Nearly half of Medicare beneficiaries, or 48%, are enrolled in Medicare Advantage plans. As soon as next year, this number could cross the 50% threshold, a report published Thursday predicts.
The Kaiser Family Foundation analysis also found that in 2022, MA enrollment accounted for $427 billion, or 55%, of all federal Medicare spending. The report used data from the Centers for Medicare & Medicaid Services for its study.
MA enrollment has more than doubled since 2007, when it was just 19% of the Medicare population, the report said. Between 2021 and 2022, MA enrollment rose by 8%, or by 2.2 million beneficiaries. This is slightly lower than the prior year, when enrollment grew by 10%. The Congressional Budget Office predicts that by 2032, MA enrollees will make up 61% of the Medicare population.
UnitedHealthcare and Humana account for almost half of all MA enrollees this year. UnitedHealthcare has 28% of total MA enrollment and Humana has 18%. In about a third of all counties in the U.S., the payers account for at least 75% of MA enrollment.
Meanwhile, Blue Cross Blue Shield has 14% of MA enrollment, CVS Health has 11%, Kaiser Permanente has 6%, Centene has 5%, Cigna has 2% and the remaining 16% is made up of other insurers.
UnitedHealthcare and Humana historically have had the highest share of MA enrollment. In 2010, UnitedHealthcare had 20% of MA beneficiaries and Humana had 16%. UnitedHealthcare has also seen the largest growth since 2010.
KFF also found:
- About two-thirds of MA enrollees, or 66%, are in individual plans. Meanwhile, 18% are in employer/union-sponsored group plans and 16% are in special needs plans.
- The share of Medicare beneficiaries enrolled in MA plans varies by state. This year, Alaska has the lowest with 1% enrolled in MA, while Hawaii has the highest with 59% enrolled in MA.
- In 2022, almost seven out of 10 MA enrollees are in plans with prescription drug coverage that don’t require premiums other than the Medicare Part B premium. This was reported in a separate analysis by KFF, also published Thursday.

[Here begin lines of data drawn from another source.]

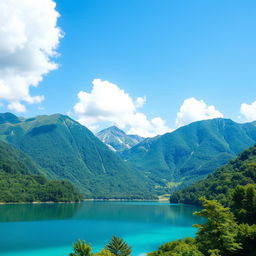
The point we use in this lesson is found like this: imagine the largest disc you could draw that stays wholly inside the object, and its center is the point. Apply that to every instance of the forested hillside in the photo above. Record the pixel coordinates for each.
(21, 180)
(67, 150)
(191, 152)
(220, 184)
(118, 140)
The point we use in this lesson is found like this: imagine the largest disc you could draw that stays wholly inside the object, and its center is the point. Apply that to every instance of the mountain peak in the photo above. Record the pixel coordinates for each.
(117, 140)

- Most enrollees in individual MA plans have access to benefits that aren’t covered by traditional Medicare. This includes eye exams, hearing exams and fitness.

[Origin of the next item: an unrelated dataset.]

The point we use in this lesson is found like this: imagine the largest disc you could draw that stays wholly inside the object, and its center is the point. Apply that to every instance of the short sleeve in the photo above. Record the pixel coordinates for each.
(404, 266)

- Nearly all MA enrollees, or 99%, are in plans that require prior authorization for some services. This refers to a process utilized by insurers that determines if they will cover a certain procedure or medication. It is mostly used for expensive services, such as prescription drugs administered by a physician, skilled nursing facility stays and inpatient hospital stays, KFF found. However, it is rarely needed for preventive services.